= Juraszczyk =

Polish surname

Juraszczyk is a Polish surname of Czech–Slovak or South Slavic origin.

The last name itself is Polish, found almost exclusively among people of Polish descent, however its roots are from the South Slavs. Transliterated forms including Juraščik, Јурашчик, Юрашчык, Юращик all derive from the stem Juras, which appeared mostly in Moravia, although in countries like Serbia, Croatia and Slovakia it was also met as Juraš (transliterated Jurasz, or Jurash), related to Juraj and Jura.

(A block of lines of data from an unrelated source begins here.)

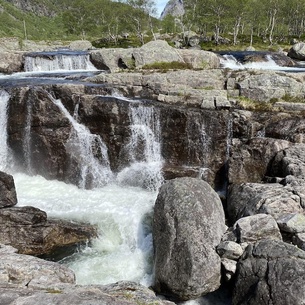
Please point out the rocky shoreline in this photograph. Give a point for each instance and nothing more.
(252, 243)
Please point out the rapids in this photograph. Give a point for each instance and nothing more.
(117, 205)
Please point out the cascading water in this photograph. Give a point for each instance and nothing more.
(84, 147)
(121, 210)
(123, 250)
(57, 62)
(4, 98)
(143, 149)
(198, 142)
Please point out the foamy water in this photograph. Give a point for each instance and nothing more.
(123, 250)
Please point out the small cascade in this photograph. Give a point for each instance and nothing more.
(199, 141)
(57, 62)
(88, 150)
(4, 98)
(143, 149)
(26, 145)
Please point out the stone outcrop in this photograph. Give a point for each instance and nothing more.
(29, 271)
(152, 52)
(256, 227)
(253, 198)
(188, 225)
(29, 230)
(297, 51)
(122, 293)
(8, 195)
(271, 272)
(11, 62)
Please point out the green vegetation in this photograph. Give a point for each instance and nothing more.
(248, 104)
(220, 24)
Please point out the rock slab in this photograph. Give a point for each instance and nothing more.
(272, 272)
(188, 225)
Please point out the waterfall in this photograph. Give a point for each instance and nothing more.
(88, 150)
(58, 62)
(143, 149)
(26, 144)
(4, 98)
(199, 141)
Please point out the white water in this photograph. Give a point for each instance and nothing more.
(4, 98)
(58, 62)
(121, 211)
(82, 146)
(230, 62)
(123, 249)
(143, 149)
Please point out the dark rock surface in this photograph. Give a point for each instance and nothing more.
(188, 224)
(271, 272)
(29, 230)
(8, 196)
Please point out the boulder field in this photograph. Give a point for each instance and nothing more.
(228, 223)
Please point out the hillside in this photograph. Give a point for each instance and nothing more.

It is a patronymic surname created from an old local dialect and comes from Greek 'Georgios', meaning 'George' (in Polish: 'Jerzy').

Many forms of the 'Juraš' surname, that is the main part of 'Juraszczyk', occur in many forms not only in Poland, Serbia, Croatia and Slovakia, but also for instance in Slovenia, the Czech Republic, Hungary, Ukraine and Moldova. These include Juraszewicz, Jurašević or Đurašević, the latter mostly being found in Serbia and Montenegro.

Moreover, there are such Italian surnames as Gjuras, Giuras and Giurassi, which are believed to be cognate with the South Slavic 'Juras' and 'Đuras'.